Allison Sutter is a contemporary spiritual teacher well known for her ability to seamlessly blend spirituality and practical self-help teachings. She does this in such a way that she makes spirituality relevant to daily life. Allison has created life-changing digital courses that serve students in over 32 countries. Mindfulness is a central focus of her life everyday – that’s how she is so powerful in her ability to help others. She resides with her husband and 3 girls in Chicago.
Contact Info
- Website: www.Living360Coaching.com
Most Influential Person
- My mom. (She died when I was twenty but she still influences me).
Effect on Emotions
- I understand what my emotions are. I understand they're our guidance system so I can bring myself back into a place of feeling good which opens up this mindfulness aspect which gives me all the present solutions that I need for positive transformation in the situation that I'm in.
Thoughts on Breathing
- As much as I possibly can on any given day, whatever I'm doing, I can use mindful meditation in picking clovers from the grass or I can be sitting trying to connect with spiritual guides or whatever it is.

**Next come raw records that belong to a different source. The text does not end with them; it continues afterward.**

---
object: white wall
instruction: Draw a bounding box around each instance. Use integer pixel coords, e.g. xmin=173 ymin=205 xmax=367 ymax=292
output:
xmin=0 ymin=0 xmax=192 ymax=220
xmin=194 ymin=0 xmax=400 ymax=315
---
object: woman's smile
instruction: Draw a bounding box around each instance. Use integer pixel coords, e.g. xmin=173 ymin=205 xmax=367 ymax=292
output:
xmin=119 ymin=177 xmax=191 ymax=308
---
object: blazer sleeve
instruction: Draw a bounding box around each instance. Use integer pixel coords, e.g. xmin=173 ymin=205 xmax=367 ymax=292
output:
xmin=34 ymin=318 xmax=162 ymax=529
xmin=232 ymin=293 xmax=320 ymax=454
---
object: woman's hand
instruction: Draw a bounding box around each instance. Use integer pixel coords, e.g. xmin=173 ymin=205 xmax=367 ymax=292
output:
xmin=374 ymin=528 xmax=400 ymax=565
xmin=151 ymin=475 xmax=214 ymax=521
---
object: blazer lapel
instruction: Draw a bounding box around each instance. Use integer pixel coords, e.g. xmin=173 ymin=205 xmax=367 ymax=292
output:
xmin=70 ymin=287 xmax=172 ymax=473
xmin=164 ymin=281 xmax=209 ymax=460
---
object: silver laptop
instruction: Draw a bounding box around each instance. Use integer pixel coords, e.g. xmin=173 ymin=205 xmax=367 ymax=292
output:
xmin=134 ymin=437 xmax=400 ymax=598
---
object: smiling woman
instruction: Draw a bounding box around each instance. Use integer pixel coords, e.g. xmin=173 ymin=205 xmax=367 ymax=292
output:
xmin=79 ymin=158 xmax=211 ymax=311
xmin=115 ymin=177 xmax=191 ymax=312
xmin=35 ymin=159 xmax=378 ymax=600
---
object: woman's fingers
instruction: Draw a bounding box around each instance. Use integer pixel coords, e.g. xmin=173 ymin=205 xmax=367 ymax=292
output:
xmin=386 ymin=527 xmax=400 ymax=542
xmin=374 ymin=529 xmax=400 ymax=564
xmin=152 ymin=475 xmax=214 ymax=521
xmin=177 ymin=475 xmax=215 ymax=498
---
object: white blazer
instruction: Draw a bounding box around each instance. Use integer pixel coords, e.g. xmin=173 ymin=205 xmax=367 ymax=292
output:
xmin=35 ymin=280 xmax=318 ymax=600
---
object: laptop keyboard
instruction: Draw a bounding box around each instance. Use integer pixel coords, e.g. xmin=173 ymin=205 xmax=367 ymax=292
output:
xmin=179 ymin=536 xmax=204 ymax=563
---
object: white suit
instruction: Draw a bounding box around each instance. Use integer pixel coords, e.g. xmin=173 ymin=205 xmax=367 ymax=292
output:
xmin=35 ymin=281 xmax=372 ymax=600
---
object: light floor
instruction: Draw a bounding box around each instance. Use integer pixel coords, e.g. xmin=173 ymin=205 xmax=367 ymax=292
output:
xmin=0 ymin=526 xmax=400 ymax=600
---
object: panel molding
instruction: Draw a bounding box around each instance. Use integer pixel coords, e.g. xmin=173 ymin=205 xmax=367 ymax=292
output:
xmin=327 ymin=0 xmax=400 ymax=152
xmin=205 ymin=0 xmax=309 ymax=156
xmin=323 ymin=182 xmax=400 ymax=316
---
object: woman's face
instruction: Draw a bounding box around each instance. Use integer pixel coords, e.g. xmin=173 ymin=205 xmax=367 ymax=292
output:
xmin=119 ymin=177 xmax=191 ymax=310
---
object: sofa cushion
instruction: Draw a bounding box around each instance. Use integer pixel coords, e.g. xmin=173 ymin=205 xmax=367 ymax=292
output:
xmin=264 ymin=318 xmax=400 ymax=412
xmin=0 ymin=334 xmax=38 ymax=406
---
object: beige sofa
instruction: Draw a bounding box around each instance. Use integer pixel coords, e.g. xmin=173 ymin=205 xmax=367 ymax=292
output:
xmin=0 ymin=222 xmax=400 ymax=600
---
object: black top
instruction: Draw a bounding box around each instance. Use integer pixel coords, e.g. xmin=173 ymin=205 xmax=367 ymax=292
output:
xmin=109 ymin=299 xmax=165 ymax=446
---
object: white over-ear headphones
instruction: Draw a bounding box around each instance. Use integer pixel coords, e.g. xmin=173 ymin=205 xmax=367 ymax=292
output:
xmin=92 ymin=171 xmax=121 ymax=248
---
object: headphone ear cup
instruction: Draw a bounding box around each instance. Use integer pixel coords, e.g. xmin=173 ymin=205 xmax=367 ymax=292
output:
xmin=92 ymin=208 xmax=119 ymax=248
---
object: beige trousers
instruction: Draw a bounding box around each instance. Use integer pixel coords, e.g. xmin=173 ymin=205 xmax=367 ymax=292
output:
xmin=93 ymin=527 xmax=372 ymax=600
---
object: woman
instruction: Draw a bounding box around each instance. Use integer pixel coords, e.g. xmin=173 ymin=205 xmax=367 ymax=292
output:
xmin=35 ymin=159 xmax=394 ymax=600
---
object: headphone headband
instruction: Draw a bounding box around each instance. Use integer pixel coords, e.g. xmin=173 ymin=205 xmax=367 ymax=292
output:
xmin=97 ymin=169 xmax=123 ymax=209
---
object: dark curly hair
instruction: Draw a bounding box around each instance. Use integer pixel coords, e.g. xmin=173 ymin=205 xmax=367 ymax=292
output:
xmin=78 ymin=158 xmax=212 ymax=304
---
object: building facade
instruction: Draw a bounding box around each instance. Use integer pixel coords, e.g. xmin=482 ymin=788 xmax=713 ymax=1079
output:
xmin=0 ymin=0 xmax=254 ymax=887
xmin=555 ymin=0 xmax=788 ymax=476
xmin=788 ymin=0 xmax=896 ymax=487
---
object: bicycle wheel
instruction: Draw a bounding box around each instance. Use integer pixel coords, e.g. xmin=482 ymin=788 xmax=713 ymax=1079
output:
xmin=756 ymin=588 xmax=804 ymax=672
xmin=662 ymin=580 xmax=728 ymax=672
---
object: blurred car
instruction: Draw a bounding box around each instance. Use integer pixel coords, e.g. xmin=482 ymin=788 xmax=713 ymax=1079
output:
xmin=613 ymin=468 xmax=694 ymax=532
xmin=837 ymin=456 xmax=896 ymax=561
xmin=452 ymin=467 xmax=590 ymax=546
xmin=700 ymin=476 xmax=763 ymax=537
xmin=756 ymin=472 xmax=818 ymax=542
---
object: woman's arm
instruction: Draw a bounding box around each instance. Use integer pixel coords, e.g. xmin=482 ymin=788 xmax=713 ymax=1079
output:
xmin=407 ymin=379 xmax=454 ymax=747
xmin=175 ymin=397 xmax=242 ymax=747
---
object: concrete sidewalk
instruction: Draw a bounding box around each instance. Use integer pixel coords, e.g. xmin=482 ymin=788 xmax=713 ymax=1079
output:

- Feeling the depth of the breath and feeling the expanses going into it and finding, in a good way, the abyss below which is connected to everything I guess you could say.
Suggested Resources
- Book: Accelerate Your Mojo: 7 Simple Steps to Ignite Intuition, Shake Off Fear and Unleash the Real You by Allison Sutter
- Book: Stories Of Your Life and Others by Ted Chiang (Was made into the movie, Arrival)
- Book: The Nature of Personal Reality: Specific, Practical Techniques for Solving Everyday Problems and Enriching the Life You Know by Jane Roberts
- App: Use Your Timer App
Bullying Story
- There's a story every single day in every school system around the country where one child is so disconnected from who they really are. They come at another kid with a vengeance every day.
- For my own girls, what I do when they come home with these stories, first we talk about the fact that the person coming at them is disconnected from who they really are. They're so angry, jealous & upset at whatever they got going in their life. It's causing them to feel and act in a particular way.
- First we center them and then we say, what do you think. Whether it's an immediate friend of theirs or something they witnessed. Are you a bystander in this? Are you helping? So we talk about the situation itself and how they can center.
- From this place of center they can make a decision. Every situation is different.
- Last night my daughter got some text messages which caused her to cry and it was about a school project. We talked about how the child sent these from a place of disconnection.
- If you disconnect and just come at them, it just complicates the issue. Helping them center themselves and just go out into the world as an example of how you center yourself.
- One person who's centered can literally be the wave of positivity that brings the others into their spirit of influence.
- Negativity doesn't last forever and it's not who we really are.